Akt vier lässt sich mit "Seven Years" und dem atmosphärsichen einminütigen "Dark" instrumental verspielt an, bevor "Torn" mit ruhigem Beginn und Bakers Stimme inklusive eines Flötenspiels wieder träumen lassen. Durch eine schöne Gitarrenmelodie und den abwechslungsreichen Passagen besitzt der Song alle Trademarks der Schattengalerie.
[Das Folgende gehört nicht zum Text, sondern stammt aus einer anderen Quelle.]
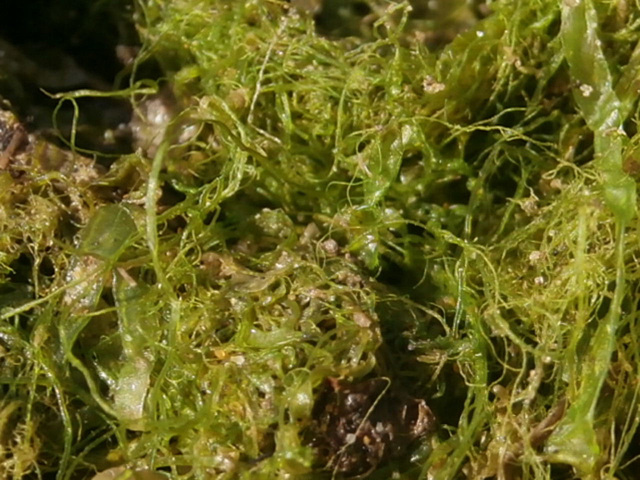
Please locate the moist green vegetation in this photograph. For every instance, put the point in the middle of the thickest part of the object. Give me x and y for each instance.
(372, 239)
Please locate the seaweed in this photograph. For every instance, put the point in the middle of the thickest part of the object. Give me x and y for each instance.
(360, 239)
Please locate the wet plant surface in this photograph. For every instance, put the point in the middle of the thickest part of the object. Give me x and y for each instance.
(317, 239)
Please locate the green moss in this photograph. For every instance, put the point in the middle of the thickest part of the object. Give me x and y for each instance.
(423, 204)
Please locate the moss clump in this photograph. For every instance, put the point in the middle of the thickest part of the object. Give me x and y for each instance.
(334, 208)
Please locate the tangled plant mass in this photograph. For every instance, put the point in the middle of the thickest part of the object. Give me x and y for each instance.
(365, 239)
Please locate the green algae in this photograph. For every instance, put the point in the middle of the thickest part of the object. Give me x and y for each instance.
(436, 196)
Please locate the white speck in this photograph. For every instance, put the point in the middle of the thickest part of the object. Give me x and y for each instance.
(536, 256)
(238, 360)
(586, 90)
(430, 85)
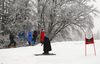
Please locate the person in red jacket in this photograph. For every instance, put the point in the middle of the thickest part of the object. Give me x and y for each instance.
(42, 36)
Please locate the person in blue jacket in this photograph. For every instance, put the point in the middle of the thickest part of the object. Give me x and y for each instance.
(29, 37)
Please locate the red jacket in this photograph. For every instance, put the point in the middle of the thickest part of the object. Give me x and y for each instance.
(42, 36)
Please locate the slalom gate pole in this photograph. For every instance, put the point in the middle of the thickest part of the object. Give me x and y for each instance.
(94, 50)
(85, 44)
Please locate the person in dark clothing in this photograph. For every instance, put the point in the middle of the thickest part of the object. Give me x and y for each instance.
(47, 45)
(35, 33)
(11, 37)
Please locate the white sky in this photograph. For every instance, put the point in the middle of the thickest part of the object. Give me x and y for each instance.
(97, 19)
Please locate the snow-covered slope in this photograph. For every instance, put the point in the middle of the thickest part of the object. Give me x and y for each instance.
(70, 52)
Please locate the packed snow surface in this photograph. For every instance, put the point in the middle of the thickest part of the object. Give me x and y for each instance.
(69, 52)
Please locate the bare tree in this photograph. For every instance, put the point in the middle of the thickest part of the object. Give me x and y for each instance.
(57, 15)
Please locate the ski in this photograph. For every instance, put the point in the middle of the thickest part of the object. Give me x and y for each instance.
(44, 54)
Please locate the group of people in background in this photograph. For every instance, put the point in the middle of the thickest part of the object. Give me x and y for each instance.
(32, 40)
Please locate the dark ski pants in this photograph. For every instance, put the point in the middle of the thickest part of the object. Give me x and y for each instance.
(11, 43)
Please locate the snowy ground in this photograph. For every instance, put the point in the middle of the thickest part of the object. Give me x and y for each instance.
(70, 52)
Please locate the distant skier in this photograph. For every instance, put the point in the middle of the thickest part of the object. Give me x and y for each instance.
(42, 36)
(11, 37)
(29, 37)
(35, 33)
(46, 45)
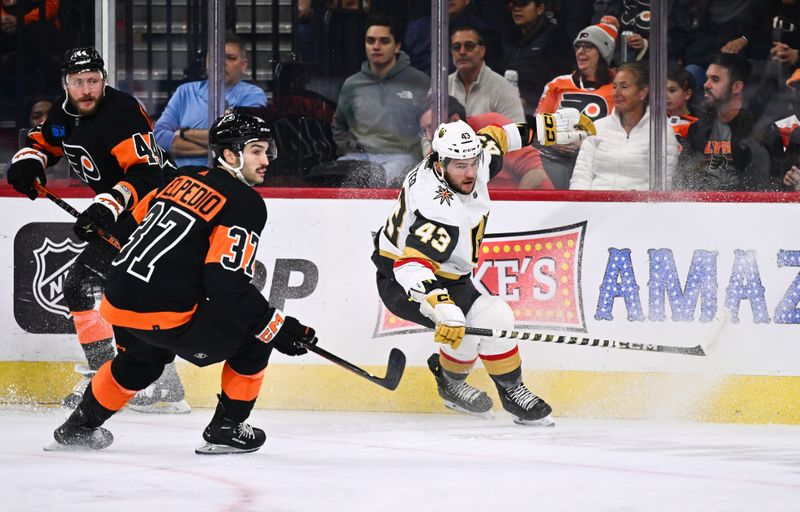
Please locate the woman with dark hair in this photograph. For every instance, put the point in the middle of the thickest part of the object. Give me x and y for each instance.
(588, 89)
(680, 95)
(618, 157)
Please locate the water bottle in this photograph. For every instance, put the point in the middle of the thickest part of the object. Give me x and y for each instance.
(513, 77)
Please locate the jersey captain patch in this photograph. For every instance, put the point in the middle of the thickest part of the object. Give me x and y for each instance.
(444, 195)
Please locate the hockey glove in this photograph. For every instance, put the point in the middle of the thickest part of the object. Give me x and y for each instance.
(449, 319)
(27, 165)
(287, 335)
(565, 126)
(102, 213)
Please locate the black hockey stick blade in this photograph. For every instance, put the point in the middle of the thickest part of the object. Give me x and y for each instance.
(102, 233)
(394, 368)
(567, 339)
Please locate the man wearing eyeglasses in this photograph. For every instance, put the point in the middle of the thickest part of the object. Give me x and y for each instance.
(107, 137)
(474, 84)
Auch die restlichen Tracks bewegen sich auf diesem Niveau und erfreuen mit der kompletten Palette progressiver Mucke.
Fans schlagen bei der Special Edition mit zweiter CD inklusive erweitertem Booklet sowie Bonustracks und Videos zu, ansonsten ist das vorliegende Album Kraftfutter für Freunde von Spock's Beard, Marillion, Dream Theater und Konsorten. Die Höchstnote wäre angemessen, da Carved In Stone aber einfach nie zu toppen sein wird, gibt's von meiner Seite einen fetten Daumen hoch.